Стр. 295. Консульство Тиберия Клавдия… и Сервия Корнелия Офита— 51 г. н. э.

535

…надеть мужскую тогу.— Юношескую тогу (так наз. претексту) сменяли на мужскую обычно в возрасте около 16 лет. Нерону в 51 г. н. э. было 14 лет.

536

…присвоить Нерону… консульское достоинство…— По закону минимальный возраст для занятия консульской должности составлял 33 года. Бывали, однако, случаи, когда юноши из императорской семьи (напр., внуки Августа Луций и Гай) объявлялись консулами в 20 лет. Назначение Нерона консулом в 20 лет, во-первых, как бы приравнивало его к внукам Августа, во-вторых, делало его уже в 14 лет кандидатом в консулы, то есть официальным лицом, могущим занимать государственные должности, в частности, командовать войсками в провинциях.

537

Стр. 295-296. …пренебрегают законом об усыновлении…— При усыновлении Домиций принял имя Нерон Клавдий Друз Германик.

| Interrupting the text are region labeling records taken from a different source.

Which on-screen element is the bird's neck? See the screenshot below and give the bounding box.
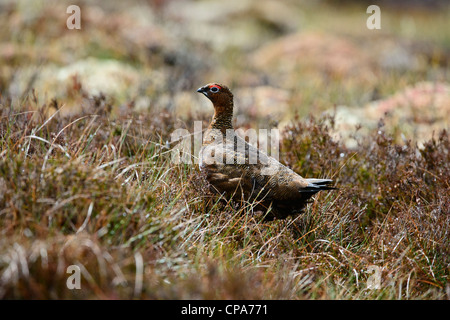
[209,101,233,134]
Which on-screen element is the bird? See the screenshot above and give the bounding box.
[197,83,336,221]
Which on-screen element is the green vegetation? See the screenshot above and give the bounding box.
[0,1,450,299]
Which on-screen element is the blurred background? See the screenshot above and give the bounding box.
[0,0,450,147]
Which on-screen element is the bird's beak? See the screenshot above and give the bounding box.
[197,87,208,96]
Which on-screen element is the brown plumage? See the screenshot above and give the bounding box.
[197,83,335,220]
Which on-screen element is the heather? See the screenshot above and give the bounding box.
[0,1,450,299]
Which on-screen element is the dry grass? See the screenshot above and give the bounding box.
[0,94,450,299]
[0,1,450,299]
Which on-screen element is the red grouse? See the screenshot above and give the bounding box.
[197,83,335,220]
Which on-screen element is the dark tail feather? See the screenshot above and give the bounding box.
[300,179,337,193]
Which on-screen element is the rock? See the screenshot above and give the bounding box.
[250,32,373,83]
[329,82,450,147]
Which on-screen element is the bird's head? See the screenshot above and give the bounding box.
[197,83,233,108]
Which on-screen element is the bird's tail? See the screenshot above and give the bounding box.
[301,179,337,192]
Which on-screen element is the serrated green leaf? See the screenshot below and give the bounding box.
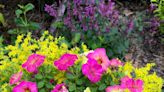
[0,13,6,26]
[99,84,106,91]
[24,3,34,13]
[35,74,43,79]
[38,81,44,88]
[15,9,23,18]
[66,73,75,79]
[69,83,76,91]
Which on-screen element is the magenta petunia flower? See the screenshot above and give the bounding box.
[109,58,123,67]
[98,0,115,17]
[121,76,143,92]
[105,85,124,92]
[51,83,68,92]
[54,54,78,70]
[13,81,38,92]
[82,58,103,83]
[22,54,45,72]
[87,48,110,71]
[9,71,23,85]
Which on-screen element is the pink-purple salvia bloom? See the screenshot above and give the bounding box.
[12,81,38,92]
[82,58,103,83]
[54,53,78,70]
[22,54,45,73]
[51,83,68,92]
[87,48,110,71]
[9,71,23,85]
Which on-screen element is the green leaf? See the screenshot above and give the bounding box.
[24,3,34,13]
[35,74,43,79]
[0,13,6,26]
[15,9,23,18]
[99,84,106,91]
[77,79,83,85]
[38,81,44,88]
[7,29,17,34]
[29,22,40,30]
[39,88,46,92]
[69,83,76,91]
[18,4,24,9]
[66,73,75,79]
[46,83,53,89]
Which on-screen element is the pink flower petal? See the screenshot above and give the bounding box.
[9,71,23,85]
[13,81,38,92]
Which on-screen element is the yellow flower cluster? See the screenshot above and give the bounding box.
[119,62,163,92]
[0,31,88,92]
[134,64,163,92]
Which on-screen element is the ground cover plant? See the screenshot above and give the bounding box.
[0,31,163,92]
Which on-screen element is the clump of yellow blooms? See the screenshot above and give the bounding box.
[0,31,163,92]
[119,62,163,92]
[134,63,163,92]
[119,62,134,77]
[0,31,88,92]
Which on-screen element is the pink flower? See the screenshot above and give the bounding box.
[121,76,143,92]
[106,85,124,92]
[54,54,78,70]
[9,71,23,85]
[13,81,38,92]
[82,58,103,83]
[87,48,110,71]
[51,83,68,92]
[109,58,123,67]
[22,54,45,72]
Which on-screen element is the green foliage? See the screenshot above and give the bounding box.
[0,31,163,92]
[8,3,40,35]
[151,0,164,34]
[0,13,7,27]
[151,0,164,20]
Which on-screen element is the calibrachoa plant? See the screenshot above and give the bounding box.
[0,31,163,92]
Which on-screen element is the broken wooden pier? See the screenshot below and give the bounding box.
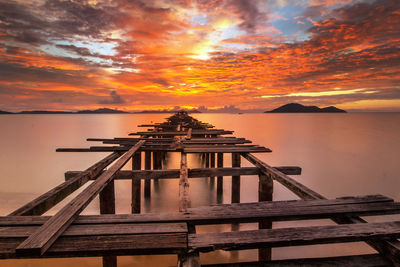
[0,112,400,267]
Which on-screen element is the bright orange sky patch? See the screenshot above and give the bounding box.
[0,0,400,111]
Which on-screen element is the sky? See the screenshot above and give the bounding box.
[0,0,400,112]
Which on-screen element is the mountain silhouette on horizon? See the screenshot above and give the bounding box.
[264,103,347,113]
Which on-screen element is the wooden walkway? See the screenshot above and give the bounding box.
[0,112,400,267]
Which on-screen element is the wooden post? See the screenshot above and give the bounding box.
[131,152,142,213]
[153,151,158,170]
[144,151,151,197]
[179,152,190,212]
[178,152,201,267]
[99,176,117,267]
[232,153,240,203]
[258,174,274,261]
[217,152,224,196]
[210,153,215,190]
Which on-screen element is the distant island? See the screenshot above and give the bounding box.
[264,103,347,113]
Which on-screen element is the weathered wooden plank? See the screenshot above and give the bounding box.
[0,223,188,238]
[65,166,301,180]
[185,128,193,140]
[188,221,400,252]
[202,254,391,267]
[10,153,120,216]
[0,195,400,226]
[242,153,324,199]
[132,152,142,213]
[258,174,274,261]
[183,146,272,153]
[17,141,146,255]
[179,153,190,212]
[99,181,117,267]
[144,151,151,198]
[0,233,187,259]
[217,153,224,197]
[129,130,233,136]
[243,154,400,265]
[232,153,240,203]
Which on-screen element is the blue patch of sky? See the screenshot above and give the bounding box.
[41,40,116,64]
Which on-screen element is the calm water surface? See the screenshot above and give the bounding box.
[0,113,400,267]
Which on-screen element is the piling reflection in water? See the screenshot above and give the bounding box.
[0,114,399,265]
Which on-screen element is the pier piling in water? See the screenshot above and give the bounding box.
[0,112,400,267]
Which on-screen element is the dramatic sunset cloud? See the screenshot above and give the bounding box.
[0,0,400,111]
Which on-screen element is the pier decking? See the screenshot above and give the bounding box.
[0,112,400,267]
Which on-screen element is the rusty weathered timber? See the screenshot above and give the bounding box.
[0,224,188,259]
[258,174,274,261]
[99,175,117,267]
[189,221,400,252]
[179,153,190,212]
[0,195,400,228]
[0,112,400,267]
[144,151,151,198]
[16,141,146,256]
[9,153,120,216]
[202,254,391,267]
[65,168,301,181]
[132,152,142,213]
[243,154,400,265]
[217,153,223,196]
[231,153,240,203]
[129,130,233,136]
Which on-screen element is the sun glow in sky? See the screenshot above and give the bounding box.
[0,0,400,111]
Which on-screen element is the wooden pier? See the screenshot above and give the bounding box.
[0,112,400,267]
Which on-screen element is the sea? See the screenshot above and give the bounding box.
[0,113,400,267]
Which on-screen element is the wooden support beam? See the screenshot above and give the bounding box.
[144,151,151,198]
[0,195,400,227]
[9,152,120,216]
[242,153,400,265]
[217,153,224,196]
[242,153,324,200]
[16,140,146,255]
[129,129,233,136]
[202,254,391,267]
[65,168,301,181]
[131,152,142,213]
[258,174,274,261]
[232,153,240,203]
[210,153,215,178]
[179,152,190,212]
[185,128,192,140]
[99,181,117,267]
[189,222,400,252]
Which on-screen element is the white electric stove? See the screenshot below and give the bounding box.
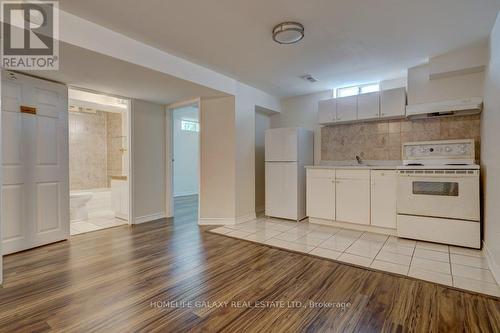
[397,140,481,248]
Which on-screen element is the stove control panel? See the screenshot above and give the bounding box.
[402,139,475,164]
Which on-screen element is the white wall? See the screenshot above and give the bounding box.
[131,99,166,223]
[271,90,332,164]
[408,64,484,105]
[255,111,271,214]
[199,97,236,224]
[481,13,500,282]
[172,106,200,196]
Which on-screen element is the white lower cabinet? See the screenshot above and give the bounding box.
[335,170,370,225]
[306,169,335,220]
[371,170,397,229]
[307,169,397,229]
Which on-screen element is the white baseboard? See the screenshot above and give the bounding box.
[483,241,500,283]
[198,217,236,225]
[236,213,257,223]
[309,217,396,236]
[134,212,167,224]
[174,191,198,198]
[198,213,256,225]
[255,205,266,216]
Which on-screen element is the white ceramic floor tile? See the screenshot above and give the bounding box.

42. О свершении самых далеко идущих своих замыслов, однако, Агриппина не смела помышлять до тех пор, пока преторианскими когортами командовали Лузий Гета и Руфрий Криспин, ибо она полагала, что оба до сих пор помнят о Мессалине и преданы ее детям. Поэтому она убедила мужа, будто соперничество префектов ведет к распрям в когортах и будто дисциплина станет строже, если сосредоточить власть в руках одного человека. Командование преторианцами было передано Афранию Бурру, который славился как выдающийся военачальник и при этом хорошо понимал, кому он обязан своим возвышением. Еще больших почестей добилась Агриппина для себя — она в колеснице поднялась на Капитолий, присвоив себе право, с древних пор принадлежавшее лишь жрецам и изображениям богов; имя ее теперь оказалось окружено подлинно религиозным поклонением: она и доныне остается единственной женщиной, которая, родившись от императора, была также сестрой, женой и матерью верховных правителей империи. При всем том главный ее защитник, Вителлий, осыпанный милостями и на склоне лет, едва не попал в число государственных преступников — таким уж превратностям подвержена судьба людей, находящихся на вершине власти. Сенатор Юний Луп донес на него, обвинив в оскорблении величия и стремлении к захвату власти. Цезарь готов был прислушаться к этим обвинениям, но Агриппина скорее угрозами, чем просьбами заставила его изменить мнение и лишить доносчика воды и огня. 538 На большем Вителлий не настаивал.

538

Лишить воды и огня— выслать из Рима.